On AI‑Generated Work in Design Portfolios
What to show, what to skip, and how to demonstrate your own craft in late 2025
I was recently in a discussion with faculty and students about whether AI‑generated app designs belong in portfolios for job seekers. Short answer: yes, with clarity and craft. This piece addresses app and product UI work, not image‑generation.
These students come from graphic design and visual communication experience. For that background, today’s tools like Figma Make, Lovable, v0, and others extend and challenge what a single designer can do. They:
Enable new possibilities: “I can build an app by myself.”
Accelerate existing work: “Turn these screens into a prototype with sample data.”
Challenge authorship: “Did I really make this if I didn’t push pixels or write code?” Sometimes. It depends on your decisions and how you refined the output.
Surface craft: rough edges are easier to spot.
A faculty colleague put it well: “AI‑generated apps alone are not sufficient portfolio material for UX/UI roles.” I agree. A few reminders:
Employers and clients differ. Treat broad advice as one input, not a rule.
If you want to know what a specific employer expects, ask. If you can’t get in touch with a hiring manager, try a current or former team member.
Confident teams know what they’re hiring for and how they evaluate.
Many other teams follow perceived norms. They can still have good job opportunities, but the hiring process may not match the work.
How AI‑generated artifacts can work in a portfolio
Loose and unaligned: A vibe‑coded prototype that’s janky and doesn’t reflect your taste or standards. Weak: better to omit.

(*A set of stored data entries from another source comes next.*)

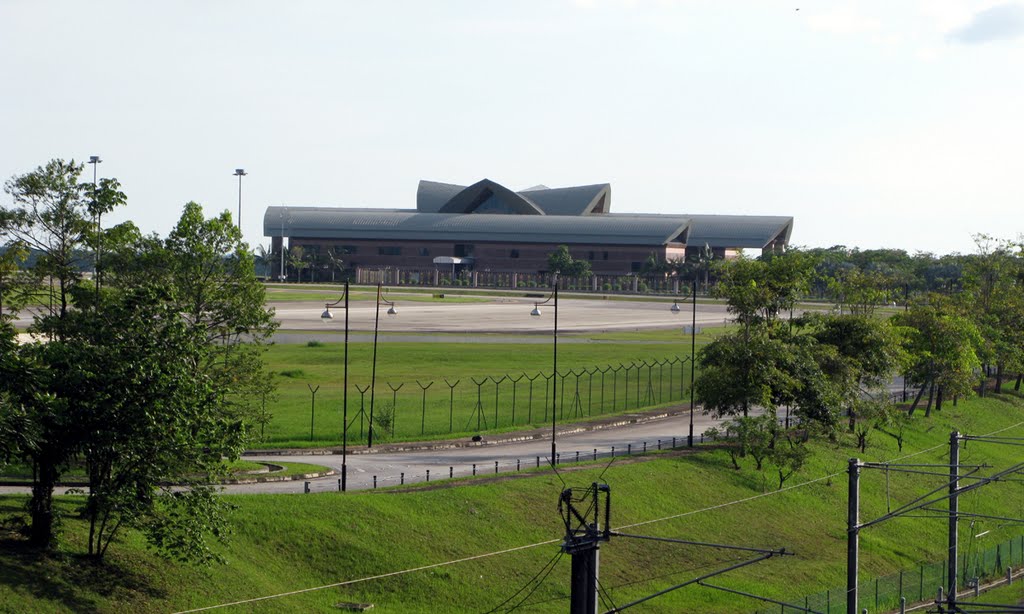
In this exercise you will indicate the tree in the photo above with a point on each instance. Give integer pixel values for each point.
(15, 283)
(788, 458)
(562, 263)
(50, 216)
(941, 346)
(151, 382)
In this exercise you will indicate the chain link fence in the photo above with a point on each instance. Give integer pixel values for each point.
(919, 584)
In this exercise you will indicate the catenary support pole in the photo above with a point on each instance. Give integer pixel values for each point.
(953, 520)
(853, 536)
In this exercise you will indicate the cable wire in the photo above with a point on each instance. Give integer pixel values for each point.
(551, 562)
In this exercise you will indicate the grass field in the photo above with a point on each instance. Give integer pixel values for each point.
(404, 369)
(290, 542)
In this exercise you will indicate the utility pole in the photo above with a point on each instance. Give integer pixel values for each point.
(853, 536)
(953, 518)
(583, 537)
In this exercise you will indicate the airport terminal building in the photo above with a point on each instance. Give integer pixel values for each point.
(488, 227)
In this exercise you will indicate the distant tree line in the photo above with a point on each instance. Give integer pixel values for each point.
(956, 329)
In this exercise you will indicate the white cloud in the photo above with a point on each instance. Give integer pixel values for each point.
(1001, 22)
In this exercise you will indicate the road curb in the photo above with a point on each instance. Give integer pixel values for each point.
(535, 435)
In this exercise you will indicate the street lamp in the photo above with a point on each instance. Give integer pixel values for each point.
(240, 173)
(373, 373)
(281, 215)
(554, 368)
(95, 161)
(693, 346)
(344, 395)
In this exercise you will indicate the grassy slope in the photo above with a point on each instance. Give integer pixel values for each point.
(287, 542)
(401, 363)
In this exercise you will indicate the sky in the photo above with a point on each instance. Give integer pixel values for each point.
(875, 124)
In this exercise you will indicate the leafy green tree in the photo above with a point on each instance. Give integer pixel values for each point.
(147, 383)
(788, 457)
(993, 299)
(941, 346)
(15, 283)
(562, 263)
(50, 215)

Exploration at speed: “I was curious about Problem X, so I built 30 quick prototypes to feel out the space. Here’s what I learned and how it changed my direction.” Strong: shows learning and outcome.

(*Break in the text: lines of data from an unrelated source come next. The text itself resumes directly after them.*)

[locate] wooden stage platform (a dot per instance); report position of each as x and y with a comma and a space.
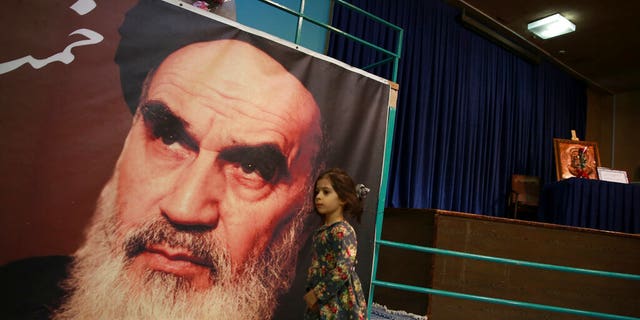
511, 239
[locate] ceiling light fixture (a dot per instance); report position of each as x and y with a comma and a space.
551, 26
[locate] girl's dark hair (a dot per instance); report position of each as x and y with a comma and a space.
346, 190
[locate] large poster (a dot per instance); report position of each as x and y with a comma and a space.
154, 136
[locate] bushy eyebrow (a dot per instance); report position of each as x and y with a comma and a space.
267, 159
162, 123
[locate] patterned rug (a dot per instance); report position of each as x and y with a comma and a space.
380, 312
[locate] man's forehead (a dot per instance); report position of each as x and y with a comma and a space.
233, 75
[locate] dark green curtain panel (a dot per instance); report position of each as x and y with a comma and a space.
470, 113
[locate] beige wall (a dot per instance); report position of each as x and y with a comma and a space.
614, 122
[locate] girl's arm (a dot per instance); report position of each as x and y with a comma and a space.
343, 244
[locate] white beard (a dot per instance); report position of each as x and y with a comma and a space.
102, 286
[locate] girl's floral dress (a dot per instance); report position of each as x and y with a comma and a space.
332, 274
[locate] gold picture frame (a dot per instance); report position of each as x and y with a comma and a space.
567, 154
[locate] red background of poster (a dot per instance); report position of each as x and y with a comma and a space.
58, 150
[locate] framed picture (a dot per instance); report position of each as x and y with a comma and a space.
576, 159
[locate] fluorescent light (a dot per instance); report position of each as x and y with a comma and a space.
551, 26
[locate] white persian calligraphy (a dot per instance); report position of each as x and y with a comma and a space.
81, 7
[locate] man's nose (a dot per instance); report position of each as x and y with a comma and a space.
193, 200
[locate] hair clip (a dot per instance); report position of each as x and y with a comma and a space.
362, 191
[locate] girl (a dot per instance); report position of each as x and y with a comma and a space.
334, 290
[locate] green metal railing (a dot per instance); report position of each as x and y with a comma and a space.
514, 303
394, 56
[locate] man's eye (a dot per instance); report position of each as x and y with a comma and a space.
264, 170
167, 138
264, 162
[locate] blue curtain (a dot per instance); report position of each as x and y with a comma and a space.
470, 113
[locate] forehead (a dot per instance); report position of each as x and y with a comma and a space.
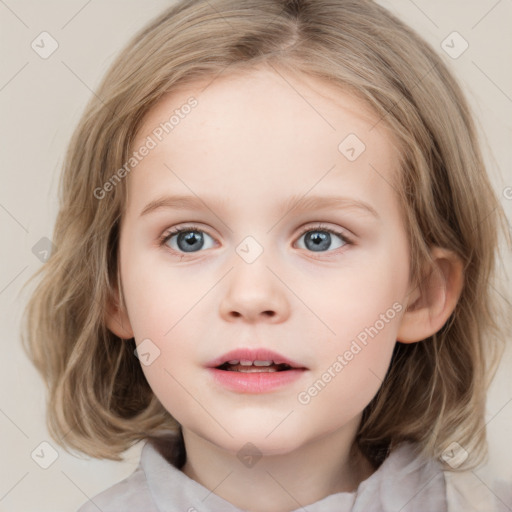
261, 130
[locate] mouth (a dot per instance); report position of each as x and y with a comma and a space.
253, 366
256, 371
248, 360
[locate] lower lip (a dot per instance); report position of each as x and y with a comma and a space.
255, 382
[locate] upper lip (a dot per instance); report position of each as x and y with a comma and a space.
253, 354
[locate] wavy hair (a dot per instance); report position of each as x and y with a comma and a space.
99, 401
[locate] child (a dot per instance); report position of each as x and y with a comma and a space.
329, 344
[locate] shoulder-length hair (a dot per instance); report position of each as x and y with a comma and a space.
434, 393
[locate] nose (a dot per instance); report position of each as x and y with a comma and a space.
253, 294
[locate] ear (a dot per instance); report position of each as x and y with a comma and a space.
430, 307
116, 317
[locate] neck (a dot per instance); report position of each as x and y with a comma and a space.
278, 483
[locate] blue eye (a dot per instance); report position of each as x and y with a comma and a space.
190, 239
320, 239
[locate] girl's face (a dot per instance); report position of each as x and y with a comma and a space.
323, 284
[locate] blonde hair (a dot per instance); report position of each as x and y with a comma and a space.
99, 400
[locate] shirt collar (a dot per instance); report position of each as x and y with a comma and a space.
404, 481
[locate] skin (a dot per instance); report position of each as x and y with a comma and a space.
254, 140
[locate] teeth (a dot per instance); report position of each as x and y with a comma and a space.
246, 362
256, 370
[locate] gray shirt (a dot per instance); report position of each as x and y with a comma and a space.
404, 482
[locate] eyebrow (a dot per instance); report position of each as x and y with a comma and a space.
295, 203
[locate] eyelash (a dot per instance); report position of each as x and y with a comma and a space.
320, 227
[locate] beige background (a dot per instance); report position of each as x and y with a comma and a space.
41, 101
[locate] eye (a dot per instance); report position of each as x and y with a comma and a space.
185, 239
321, 238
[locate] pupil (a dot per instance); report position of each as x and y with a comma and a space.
319, 239
190, 238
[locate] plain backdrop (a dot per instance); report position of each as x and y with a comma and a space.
41, 101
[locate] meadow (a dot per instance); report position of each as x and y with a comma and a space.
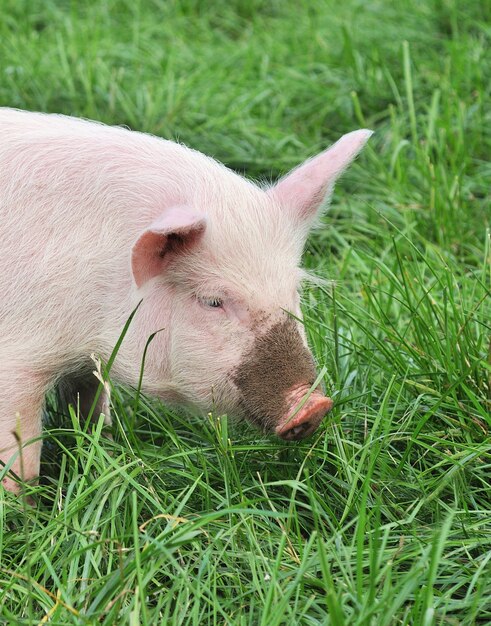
384, 516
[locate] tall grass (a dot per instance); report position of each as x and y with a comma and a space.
384, 516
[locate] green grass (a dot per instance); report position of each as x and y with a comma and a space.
384, 517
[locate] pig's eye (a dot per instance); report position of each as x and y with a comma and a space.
212, 303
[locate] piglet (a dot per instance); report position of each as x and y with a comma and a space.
94, 219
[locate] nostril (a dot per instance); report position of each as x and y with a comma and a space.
298, 432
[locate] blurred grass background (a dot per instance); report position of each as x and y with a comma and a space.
385, 516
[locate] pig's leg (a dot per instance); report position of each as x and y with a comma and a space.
20, 428
79, 390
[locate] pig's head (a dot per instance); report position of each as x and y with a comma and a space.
220, 275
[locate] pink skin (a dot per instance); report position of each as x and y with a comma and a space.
95, 220
302, 423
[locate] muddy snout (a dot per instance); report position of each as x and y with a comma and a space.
305, 414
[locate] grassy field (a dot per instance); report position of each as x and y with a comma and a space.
384, 517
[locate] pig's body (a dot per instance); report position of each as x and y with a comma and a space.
95, 219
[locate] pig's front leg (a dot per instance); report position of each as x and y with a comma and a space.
20, 432
79, 390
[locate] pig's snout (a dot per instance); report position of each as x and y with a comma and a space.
301, 423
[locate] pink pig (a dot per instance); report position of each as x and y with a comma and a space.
94, 219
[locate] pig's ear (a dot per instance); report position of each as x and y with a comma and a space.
175, 231
307, 188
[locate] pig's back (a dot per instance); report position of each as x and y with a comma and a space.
74, 196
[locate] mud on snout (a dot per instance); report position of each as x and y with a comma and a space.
272, 379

Tool curiosity: “I tested multiple AI‑assisted tools. Here’s where each excels, and how that led me to a preferred workflow.” Strong: shows judgment.
Craft first, assist second: You have refined designs, then use AI to produce a functional prototype that preserves nuance. Strong: shows you can maintain quality end‑to‑end.
Full handcraft: You design and build everything. Strong: demonstrates immediate on‑team impact.
Flexible stance: “Sometimes I handcraft; sometimes I vibe‑code. Here’s why, when, and the results.” Strongest: shows adaptability and a point of view.
Remember this
AI can be a powerful accelerator. A strong portfolio still needs unmistakable evidence of your own thinking and craft. Use any tools to explore, learn, and prototype. Make sure the final work reflects your decisions, taste, and skills. That’s what helps teams see how you’ll contribute.